Align and Copy: UZH at SIGMORPHON 2017 Shared Task for Morphological Reinflection
This addresses the problem of morphological reinflection for computational linguistics, with incremental improvements in neural network architectures for limited-resource settings.
The paper tackled morphological reinflection by predicting inflected forms from lemmas and features using neural networks, achieving the overall winner in the SIGMORPHON 2017 Shared Task 1 without external resources and outperforming competitors with 100 training samples.

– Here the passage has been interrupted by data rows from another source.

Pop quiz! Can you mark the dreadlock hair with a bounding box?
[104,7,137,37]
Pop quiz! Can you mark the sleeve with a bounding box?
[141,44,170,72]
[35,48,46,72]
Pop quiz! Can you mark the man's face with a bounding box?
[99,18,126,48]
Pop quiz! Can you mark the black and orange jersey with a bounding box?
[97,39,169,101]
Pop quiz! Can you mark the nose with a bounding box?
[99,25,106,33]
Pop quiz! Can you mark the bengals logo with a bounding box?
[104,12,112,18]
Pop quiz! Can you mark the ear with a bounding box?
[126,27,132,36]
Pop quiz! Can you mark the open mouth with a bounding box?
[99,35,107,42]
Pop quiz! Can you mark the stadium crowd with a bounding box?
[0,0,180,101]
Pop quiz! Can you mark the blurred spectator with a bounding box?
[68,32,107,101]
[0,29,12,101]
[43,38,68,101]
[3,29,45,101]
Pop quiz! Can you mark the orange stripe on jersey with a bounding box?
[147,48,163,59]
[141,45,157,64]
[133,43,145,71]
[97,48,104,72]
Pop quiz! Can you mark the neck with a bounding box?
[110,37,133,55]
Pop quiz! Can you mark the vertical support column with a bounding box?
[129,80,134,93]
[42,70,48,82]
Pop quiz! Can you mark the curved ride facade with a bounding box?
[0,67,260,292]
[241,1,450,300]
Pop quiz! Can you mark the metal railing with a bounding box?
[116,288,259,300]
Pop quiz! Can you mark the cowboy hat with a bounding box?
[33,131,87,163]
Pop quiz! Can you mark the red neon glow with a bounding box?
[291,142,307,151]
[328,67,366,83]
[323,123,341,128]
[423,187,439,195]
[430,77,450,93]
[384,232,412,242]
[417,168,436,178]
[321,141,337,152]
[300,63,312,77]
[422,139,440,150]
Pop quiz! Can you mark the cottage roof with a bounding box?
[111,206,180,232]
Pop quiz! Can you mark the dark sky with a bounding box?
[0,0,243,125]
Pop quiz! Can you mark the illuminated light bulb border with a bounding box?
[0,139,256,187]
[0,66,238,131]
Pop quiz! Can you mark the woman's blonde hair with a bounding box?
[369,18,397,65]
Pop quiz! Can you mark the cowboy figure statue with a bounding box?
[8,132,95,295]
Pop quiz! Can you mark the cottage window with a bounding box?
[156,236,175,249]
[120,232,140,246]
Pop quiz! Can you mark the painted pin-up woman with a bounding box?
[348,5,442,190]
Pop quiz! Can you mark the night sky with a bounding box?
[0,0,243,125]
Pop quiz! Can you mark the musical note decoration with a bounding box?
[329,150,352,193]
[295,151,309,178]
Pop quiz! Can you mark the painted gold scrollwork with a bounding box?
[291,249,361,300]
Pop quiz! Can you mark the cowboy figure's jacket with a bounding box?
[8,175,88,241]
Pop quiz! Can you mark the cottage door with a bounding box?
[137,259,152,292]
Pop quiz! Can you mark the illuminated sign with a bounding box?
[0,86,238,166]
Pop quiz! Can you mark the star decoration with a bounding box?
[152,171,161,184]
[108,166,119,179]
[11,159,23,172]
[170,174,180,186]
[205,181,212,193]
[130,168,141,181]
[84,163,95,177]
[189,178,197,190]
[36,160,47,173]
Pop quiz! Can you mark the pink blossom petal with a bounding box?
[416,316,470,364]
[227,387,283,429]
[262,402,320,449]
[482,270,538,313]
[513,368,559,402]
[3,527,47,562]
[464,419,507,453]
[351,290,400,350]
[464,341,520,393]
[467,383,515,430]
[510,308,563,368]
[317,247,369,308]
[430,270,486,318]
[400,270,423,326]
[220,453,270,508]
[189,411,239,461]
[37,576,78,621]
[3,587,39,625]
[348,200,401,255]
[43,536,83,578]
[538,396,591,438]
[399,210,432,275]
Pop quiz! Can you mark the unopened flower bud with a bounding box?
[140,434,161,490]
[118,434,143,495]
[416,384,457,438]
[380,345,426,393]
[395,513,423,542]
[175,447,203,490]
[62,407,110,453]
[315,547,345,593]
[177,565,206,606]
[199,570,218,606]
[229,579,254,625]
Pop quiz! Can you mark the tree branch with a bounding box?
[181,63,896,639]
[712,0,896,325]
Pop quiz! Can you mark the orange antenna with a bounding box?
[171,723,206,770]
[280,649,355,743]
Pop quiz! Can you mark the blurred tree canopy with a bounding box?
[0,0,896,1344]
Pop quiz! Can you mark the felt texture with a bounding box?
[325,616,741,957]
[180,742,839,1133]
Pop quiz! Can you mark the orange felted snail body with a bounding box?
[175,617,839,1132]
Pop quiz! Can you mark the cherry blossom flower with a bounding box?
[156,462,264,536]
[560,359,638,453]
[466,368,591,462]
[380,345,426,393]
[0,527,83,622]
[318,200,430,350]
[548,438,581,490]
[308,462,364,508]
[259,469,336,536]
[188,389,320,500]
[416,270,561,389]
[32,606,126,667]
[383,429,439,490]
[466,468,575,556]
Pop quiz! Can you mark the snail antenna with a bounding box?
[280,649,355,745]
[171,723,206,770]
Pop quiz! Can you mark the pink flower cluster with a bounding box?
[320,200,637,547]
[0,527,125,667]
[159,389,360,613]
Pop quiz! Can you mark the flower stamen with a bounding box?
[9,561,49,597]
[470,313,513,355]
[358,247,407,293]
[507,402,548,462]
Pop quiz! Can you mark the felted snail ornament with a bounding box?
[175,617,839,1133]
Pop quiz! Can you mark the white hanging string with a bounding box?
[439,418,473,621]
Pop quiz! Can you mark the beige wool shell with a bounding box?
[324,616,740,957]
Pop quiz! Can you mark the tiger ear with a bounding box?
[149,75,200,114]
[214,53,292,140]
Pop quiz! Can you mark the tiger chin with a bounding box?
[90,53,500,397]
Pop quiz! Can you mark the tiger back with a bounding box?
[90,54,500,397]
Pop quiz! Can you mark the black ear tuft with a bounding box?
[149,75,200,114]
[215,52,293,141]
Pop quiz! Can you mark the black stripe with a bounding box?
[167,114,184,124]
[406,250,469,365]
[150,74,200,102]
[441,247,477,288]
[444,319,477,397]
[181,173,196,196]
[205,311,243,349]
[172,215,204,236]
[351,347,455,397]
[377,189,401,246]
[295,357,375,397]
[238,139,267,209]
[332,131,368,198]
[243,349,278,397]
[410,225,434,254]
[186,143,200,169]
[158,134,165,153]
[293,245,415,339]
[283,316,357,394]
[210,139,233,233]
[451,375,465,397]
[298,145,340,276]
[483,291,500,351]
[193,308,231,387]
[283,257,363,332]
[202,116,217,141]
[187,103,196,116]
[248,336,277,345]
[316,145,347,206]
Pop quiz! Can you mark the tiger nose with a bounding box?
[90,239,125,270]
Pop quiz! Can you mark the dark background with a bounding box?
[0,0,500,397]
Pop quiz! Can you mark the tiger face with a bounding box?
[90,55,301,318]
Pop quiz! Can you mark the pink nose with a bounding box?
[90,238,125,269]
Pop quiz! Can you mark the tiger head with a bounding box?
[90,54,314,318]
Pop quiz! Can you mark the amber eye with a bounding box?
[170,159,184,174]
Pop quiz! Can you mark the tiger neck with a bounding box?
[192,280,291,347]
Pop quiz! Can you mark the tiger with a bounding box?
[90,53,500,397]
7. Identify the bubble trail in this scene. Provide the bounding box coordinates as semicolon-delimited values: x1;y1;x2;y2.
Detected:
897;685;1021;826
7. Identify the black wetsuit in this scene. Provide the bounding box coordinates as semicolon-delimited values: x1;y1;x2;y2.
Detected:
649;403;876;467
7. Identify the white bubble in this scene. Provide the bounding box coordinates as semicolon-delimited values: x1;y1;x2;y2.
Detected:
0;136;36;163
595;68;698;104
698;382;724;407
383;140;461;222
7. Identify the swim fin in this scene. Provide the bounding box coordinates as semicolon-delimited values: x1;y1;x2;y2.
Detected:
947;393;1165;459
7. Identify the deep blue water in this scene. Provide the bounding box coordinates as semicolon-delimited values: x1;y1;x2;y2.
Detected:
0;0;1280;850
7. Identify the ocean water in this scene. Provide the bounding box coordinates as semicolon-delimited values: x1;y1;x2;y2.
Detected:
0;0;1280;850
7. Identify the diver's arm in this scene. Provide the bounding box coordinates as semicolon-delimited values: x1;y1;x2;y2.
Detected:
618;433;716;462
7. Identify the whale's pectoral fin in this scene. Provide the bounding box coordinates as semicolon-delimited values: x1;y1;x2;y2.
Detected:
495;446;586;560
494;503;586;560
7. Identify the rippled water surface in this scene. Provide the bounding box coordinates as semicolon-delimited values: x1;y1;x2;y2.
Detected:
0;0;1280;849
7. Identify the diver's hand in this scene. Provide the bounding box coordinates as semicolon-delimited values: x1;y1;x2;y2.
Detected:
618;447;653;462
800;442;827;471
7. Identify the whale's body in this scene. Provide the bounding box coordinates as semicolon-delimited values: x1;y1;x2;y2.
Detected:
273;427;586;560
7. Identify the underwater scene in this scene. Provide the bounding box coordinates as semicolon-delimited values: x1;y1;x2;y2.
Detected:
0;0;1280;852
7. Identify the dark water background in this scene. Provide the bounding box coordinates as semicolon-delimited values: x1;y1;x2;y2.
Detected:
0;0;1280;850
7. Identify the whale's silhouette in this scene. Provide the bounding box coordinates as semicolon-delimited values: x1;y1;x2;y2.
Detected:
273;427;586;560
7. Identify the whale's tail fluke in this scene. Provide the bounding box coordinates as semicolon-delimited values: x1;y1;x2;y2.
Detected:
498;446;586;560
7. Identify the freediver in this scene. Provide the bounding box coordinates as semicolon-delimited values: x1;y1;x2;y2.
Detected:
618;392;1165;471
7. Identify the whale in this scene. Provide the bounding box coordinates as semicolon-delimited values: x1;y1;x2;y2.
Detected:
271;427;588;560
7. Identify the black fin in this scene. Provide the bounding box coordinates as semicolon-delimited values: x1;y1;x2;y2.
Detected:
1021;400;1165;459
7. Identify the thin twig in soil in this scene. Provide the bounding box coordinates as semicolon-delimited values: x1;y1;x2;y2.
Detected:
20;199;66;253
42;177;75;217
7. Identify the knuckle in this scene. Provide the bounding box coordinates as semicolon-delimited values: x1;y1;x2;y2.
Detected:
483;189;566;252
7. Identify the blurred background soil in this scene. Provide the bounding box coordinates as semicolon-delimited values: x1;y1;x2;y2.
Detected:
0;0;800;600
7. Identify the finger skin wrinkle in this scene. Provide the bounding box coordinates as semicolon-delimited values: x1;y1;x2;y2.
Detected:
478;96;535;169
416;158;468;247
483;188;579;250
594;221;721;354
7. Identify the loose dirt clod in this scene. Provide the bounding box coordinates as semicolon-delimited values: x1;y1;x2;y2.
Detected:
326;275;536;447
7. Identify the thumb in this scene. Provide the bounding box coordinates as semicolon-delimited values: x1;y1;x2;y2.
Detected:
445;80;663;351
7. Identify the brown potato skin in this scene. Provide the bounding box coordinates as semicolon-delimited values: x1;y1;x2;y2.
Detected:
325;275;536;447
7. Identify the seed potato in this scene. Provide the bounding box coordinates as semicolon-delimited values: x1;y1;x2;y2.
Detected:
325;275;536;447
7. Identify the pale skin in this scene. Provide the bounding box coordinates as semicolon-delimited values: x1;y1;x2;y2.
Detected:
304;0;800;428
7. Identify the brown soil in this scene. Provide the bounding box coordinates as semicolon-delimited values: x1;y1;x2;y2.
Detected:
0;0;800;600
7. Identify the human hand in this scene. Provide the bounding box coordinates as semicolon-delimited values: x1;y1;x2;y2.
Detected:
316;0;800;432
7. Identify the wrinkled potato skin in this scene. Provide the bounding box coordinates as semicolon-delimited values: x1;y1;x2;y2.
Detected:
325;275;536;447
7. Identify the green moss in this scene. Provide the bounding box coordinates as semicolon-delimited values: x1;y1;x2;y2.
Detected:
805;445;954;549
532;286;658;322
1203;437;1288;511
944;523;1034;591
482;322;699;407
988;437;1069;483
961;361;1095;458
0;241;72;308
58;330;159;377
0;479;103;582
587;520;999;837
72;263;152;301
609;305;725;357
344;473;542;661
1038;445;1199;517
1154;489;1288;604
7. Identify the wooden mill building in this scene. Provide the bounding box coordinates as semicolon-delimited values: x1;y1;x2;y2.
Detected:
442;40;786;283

This paper presents the submissions by the University of Zurich to the SIGMORPHON 2017 shared task on morphological reinflection. The task is to predict the inflected form given a lemma and a set of morpho-syntactic features. We focus on neural network approaches that can tackle the task in a limited-resource setting. As the transduction of the lemma into the inflected form is dominated by copying over lemma characters, we propose two recurrent neural network architectures with hard monotonic attention that are strong at copying and, yet, substantially different in how they achieve this. The first approach is an encoder-decoder model with a copy mechanism. The second approach is a neural state-transition system over a set of explicit edit actions, including a designated COPY action. We experiment with character alignment and find that naive, greedy alignment consistently produces strong results for some languages. Our best system combination is the overall winner of the SIGMORPHON 2017 Shared Task 1 without external resources. At a setting with 100 training samples, both our approaches, as ensembles of models, outperform the next best competitor.